Meine Meinung zum Buch:
Melanie Metzenthin hat unter dem Synonym Antonia Fennek mit „Schwarzweiß“ einen sehr spannenden Thriller geschrieben und konnte aufgrund ihrer eigenen beruflichen Erfahrung als Fachärztin für Psychiatrie und ihren Erfahrungen aus der Zusammenarbeit mit Straftätern sehr gutes Hintergrundwissen einbringen. Dadurch wurde der gesamte Thriller auch sehr authentisch und die Arbeit im Maßregelvollzug sowie die Zusammenarbeit der KollegInnen und einige Patienten mit sehr vielen Details und Feinheiten beschrieben. Ich habe den Schreibstil der Autorin sehr genossen und würde mich sehr freuen, wenn sie in Zukunft noch weitere Thriller veröffentlicht.

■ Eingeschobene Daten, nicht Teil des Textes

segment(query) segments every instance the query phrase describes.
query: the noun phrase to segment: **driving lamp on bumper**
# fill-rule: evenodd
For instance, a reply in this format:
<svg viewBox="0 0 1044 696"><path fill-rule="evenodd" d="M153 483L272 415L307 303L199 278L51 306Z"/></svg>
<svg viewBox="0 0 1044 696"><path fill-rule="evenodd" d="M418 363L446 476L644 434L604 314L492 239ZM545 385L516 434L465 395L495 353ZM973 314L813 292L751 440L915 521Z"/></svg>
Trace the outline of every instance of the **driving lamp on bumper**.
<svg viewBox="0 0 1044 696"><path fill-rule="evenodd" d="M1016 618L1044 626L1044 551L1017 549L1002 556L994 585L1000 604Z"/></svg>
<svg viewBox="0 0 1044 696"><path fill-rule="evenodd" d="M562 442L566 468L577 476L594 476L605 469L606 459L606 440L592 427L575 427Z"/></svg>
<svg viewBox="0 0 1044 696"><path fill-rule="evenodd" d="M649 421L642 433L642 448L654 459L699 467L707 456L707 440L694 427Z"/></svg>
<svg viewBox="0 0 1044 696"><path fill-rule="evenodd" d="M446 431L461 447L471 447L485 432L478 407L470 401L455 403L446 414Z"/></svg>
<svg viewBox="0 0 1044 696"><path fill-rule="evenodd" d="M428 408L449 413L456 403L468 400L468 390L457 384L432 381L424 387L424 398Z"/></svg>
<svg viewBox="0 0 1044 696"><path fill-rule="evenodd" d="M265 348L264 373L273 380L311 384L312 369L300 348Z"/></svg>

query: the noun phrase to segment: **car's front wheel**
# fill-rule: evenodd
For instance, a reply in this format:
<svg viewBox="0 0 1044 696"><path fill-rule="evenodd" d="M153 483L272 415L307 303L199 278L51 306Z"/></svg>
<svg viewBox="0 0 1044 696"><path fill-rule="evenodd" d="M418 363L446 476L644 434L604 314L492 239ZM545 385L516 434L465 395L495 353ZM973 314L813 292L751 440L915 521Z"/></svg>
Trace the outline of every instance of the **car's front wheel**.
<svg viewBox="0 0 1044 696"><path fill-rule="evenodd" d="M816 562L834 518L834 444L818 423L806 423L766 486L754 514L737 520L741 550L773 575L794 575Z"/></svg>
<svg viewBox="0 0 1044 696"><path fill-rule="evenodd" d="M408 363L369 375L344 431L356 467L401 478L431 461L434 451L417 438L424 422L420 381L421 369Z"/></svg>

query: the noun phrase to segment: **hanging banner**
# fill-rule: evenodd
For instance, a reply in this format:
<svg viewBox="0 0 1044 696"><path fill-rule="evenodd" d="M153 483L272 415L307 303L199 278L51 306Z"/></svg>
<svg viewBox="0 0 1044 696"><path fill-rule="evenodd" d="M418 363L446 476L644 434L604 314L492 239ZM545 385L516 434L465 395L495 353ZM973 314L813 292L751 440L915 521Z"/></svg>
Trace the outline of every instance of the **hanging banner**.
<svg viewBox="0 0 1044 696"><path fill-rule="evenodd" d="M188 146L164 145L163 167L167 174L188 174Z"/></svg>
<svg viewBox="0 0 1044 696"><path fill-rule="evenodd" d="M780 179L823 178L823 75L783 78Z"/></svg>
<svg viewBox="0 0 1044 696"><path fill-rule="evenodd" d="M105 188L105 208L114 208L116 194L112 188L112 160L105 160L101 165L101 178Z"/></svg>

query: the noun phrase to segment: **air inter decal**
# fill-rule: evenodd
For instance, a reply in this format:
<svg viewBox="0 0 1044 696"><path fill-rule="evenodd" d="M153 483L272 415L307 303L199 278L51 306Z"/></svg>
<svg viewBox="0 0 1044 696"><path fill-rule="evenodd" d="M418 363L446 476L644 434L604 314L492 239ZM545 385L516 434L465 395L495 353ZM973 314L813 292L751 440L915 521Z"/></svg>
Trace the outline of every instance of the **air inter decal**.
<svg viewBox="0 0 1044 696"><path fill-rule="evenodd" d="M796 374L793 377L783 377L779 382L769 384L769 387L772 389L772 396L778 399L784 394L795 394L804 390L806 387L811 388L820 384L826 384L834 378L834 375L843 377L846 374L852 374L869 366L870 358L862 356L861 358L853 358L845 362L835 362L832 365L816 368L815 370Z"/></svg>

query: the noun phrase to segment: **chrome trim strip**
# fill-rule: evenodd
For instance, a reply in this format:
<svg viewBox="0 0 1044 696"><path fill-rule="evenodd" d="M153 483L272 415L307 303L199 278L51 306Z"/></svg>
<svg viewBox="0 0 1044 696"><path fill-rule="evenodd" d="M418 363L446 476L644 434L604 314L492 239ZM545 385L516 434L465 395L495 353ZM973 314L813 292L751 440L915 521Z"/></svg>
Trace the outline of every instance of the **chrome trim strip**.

Ein weiteres Thema, das auch einen zentralen Punkt im Thriller ausmacht, ist das Problem, dass die Gesellschaft Menschen mit anderen Hautfarben noch immer schwer akzeptieren können und Vorurteile ihnen gegenüber haben. Dies wird im Thriller sehr gut dargestellt, wie die Nachbarschaft auf Reginas Tochter Anabel reagiert, die eine ethnische Herkunft hat und dadurch zudem auch noch in das Beuteschema des Täters passt.

Titel und Cover:
Das Cover passt aufgrund der optischen Gestaltung sehr gut zum Titel und Beides passt auch sehr gut zum Inhalt des Thrillers.

Mein Fazit:
Mit „Schwarzweiß“ ist der Autorin ein sehr spannender und hintergründiger Thriller gelungen und ich würde mich sehr freuen, bald wieder einen Thriller von ihr lesen zu dürfen.